On my journey to FIRE(FInancial Independence, Retire Early) I have been quite mindful of subscriptions. Any recurring payment is designed to make it feel like a small amount in the short term while it effectively is a large amount.

Marketers use the psychological weakness of the average person’s inability to zoom out and see the larger picture to their advantage.

Examples of recurring payments in the descending order of price and necessity are - Rent/Mortgage, Transport/Car payments, insurance, internet and telecom, streaming subscriptions, Fitness/activity club memberships.

The standard subscription playbook is as follows. Start with free -> get people hooked -> Offer a low priced subscription -> offer premium tiers -> Keep increasing the prices.

The last step, i.e. being able to increase prices without losing any subscribers is the holy grail of the subscription pricing model in marketing.

Take a popular subscription service like Netflix for example. It started with just a single price plan. Then they offered premium tiers for 4K, higher number of devices etc.

But, when they tried to increase their subscription prices across tiers by a few dollars, there was a huge uproar. People were livid about Netflix’s greed. Netflix had to buckle under this pressure and came up with various modifications including a lower priced ad supported subscription plan.

A new line item

Now a brand new entrant has come up in the list of subscriptions. AI service subscriptions from companies like OpenAI, Anthropic and Google. They have implemented the subscription playbook in the standard way.

BUT, there is a very important difference. The price difference between the top most tier and the bottom most tier.

For Netflix, this difference is in the range of 3X.

However, for AI services it is in the order of 20X !!!!

Where is the uproar? Why are people not crying out against greed???

Value > Price

The reason no one complains is because the value these AI services provide is greater than the price.

This Value is understood implicitly in the minds of the subscribers as Value = benefit derived minus the amount paid. As long as the perceived Value is positive, subscribers are willing to pay (or at least that is the assumption)

As the models get better the benefit derived increases. This leaves room for subscription prices to increase. This means AI companies can keep increasing the subscription prices almost linearly with the benefits they provide until the Value is positive, even if just by a little bit.

For example, imagine an AI customer service agent which is able to reduce a customer service center’s head-count from 1000 Human Agents to 10 Human Agents.

Let’s assume one human agent CTC (outsourced developing country prices in USD) of 10,000$s annual per agent.

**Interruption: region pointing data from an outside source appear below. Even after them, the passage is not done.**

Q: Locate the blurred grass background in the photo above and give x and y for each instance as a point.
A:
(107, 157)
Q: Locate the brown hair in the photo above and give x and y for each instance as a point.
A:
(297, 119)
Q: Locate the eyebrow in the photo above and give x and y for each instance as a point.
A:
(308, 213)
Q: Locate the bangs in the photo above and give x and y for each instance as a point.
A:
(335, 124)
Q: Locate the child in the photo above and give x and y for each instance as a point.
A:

That is about 9.9Million$s in benefits per year (900 Agents at 10,000$s a year). At the limit, companies would be willing to pay an annual subscription of 9.9M$s for that AI service.

Price War?

If the humans fight back through lower pricing in this scenario, then the AI companies can reduce the pricing all the way down to their costs.

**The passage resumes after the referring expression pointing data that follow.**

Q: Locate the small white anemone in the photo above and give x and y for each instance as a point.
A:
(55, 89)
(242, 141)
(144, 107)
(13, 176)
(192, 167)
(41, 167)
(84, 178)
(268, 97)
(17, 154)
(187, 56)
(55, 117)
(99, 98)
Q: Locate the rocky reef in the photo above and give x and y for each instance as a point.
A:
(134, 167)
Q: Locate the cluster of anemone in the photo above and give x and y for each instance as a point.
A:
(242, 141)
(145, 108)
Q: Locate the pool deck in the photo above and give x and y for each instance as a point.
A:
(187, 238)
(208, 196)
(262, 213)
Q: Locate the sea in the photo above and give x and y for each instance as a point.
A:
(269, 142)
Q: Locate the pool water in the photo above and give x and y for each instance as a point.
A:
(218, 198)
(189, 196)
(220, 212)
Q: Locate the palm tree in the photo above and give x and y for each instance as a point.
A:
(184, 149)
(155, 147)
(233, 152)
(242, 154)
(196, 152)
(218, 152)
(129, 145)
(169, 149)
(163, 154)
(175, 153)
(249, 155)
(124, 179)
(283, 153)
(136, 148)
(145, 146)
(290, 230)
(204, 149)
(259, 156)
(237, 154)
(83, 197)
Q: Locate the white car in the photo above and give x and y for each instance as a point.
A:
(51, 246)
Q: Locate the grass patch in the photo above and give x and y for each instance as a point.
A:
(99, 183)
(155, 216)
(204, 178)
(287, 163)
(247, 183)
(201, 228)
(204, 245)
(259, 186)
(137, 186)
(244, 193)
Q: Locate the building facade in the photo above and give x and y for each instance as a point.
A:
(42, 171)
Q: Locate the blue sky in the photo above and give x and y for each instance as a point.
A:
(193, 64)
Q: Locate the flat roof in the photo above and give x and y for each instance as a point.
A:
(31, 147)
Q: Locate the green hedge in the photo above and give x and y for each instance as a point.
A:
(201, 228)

It is unclear right now as to what those costs are. AI companies are deep in their CapEx cycle and are burning cash. But these investments are long-lived and will be amortized over time with ever increasing revenues and accrued efficiencies.

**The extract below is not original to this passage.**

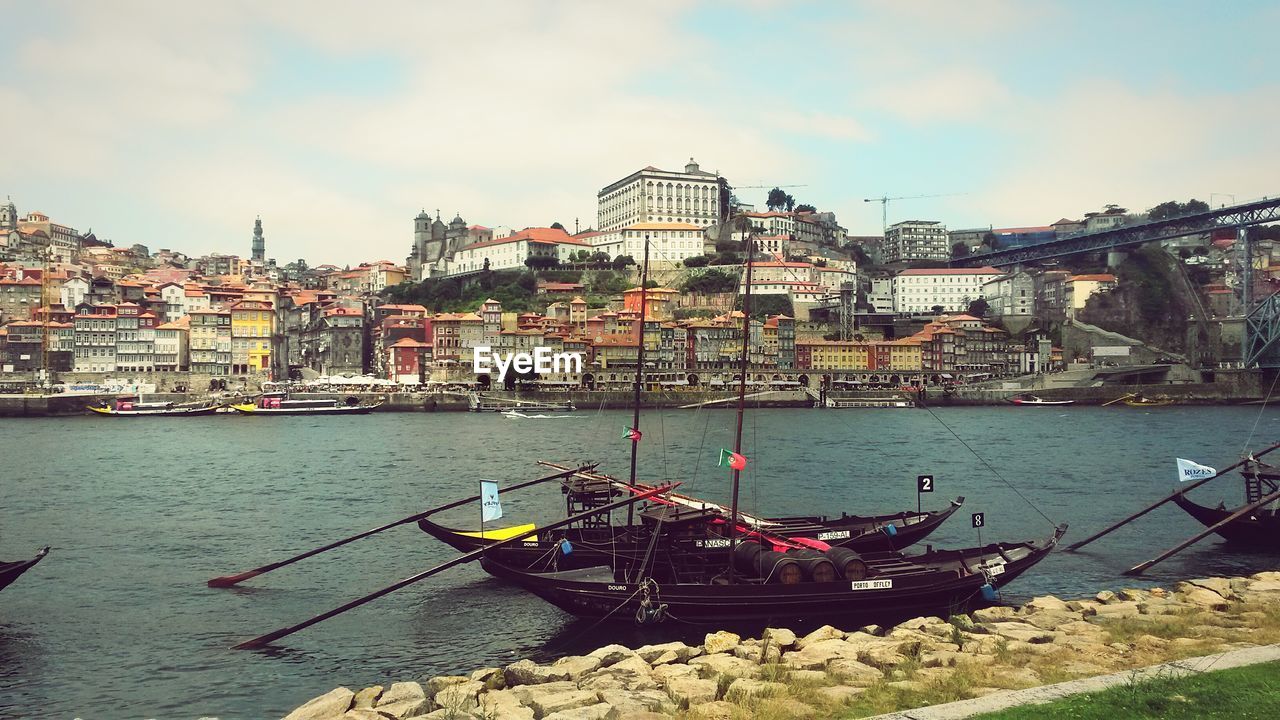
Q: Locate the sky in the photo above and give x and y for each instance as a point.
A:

This is reflected in the rapid decrease in the $s per token metric and also an almost corresponding increase in the intelligence or value in the tokens generated.

Not to be a Doomer Max but humans have almost no negotiating power, especially in low to medium skilled white collar jobs.

In fact, it can be argued that companies would rather prefer having AI agents than humans and would be willing to pay more than the price of having human employees.

Mainly because having human employees comes with a long tail of labour law litigation risks, training costs, unreliability, disobedience, non-alignment to corporate strategy etc.

A Billion Dollars a month

In 2025, META - the company behind Instagram, Whatsapp, Facebook paid about 120 Billion dollars in total annual salaries and bonuses to its ~80,000 employees.

If Mr Zuckerberg is able to run his company with 1000 top notch employees across domains empowered by AI, then what are the subscription fees he is willing to pay for such a service?

Even a Billion Dollars a month is a steal - 10x lower than human employee cost.

A much more nuanced issue

Take the current top tier subscription prices of frontier models. They are in the ball-park of about 200 USD a month. Even in developed countries, this is not a trivial amount. In the developing world, this is beyond reach.

As the models improve and the pricing increases. The most useful models will also be the least affordable to vast numbers of humans.

In a way, it is only the already wealthy who will be able to access the benefits of AI to become more wealthy. It strangely resembles landownership during our feudal past.

I am curious to see how high could AI subscription prices actually go? At what point would people say the price is too high? Is there a good enough model for the average person?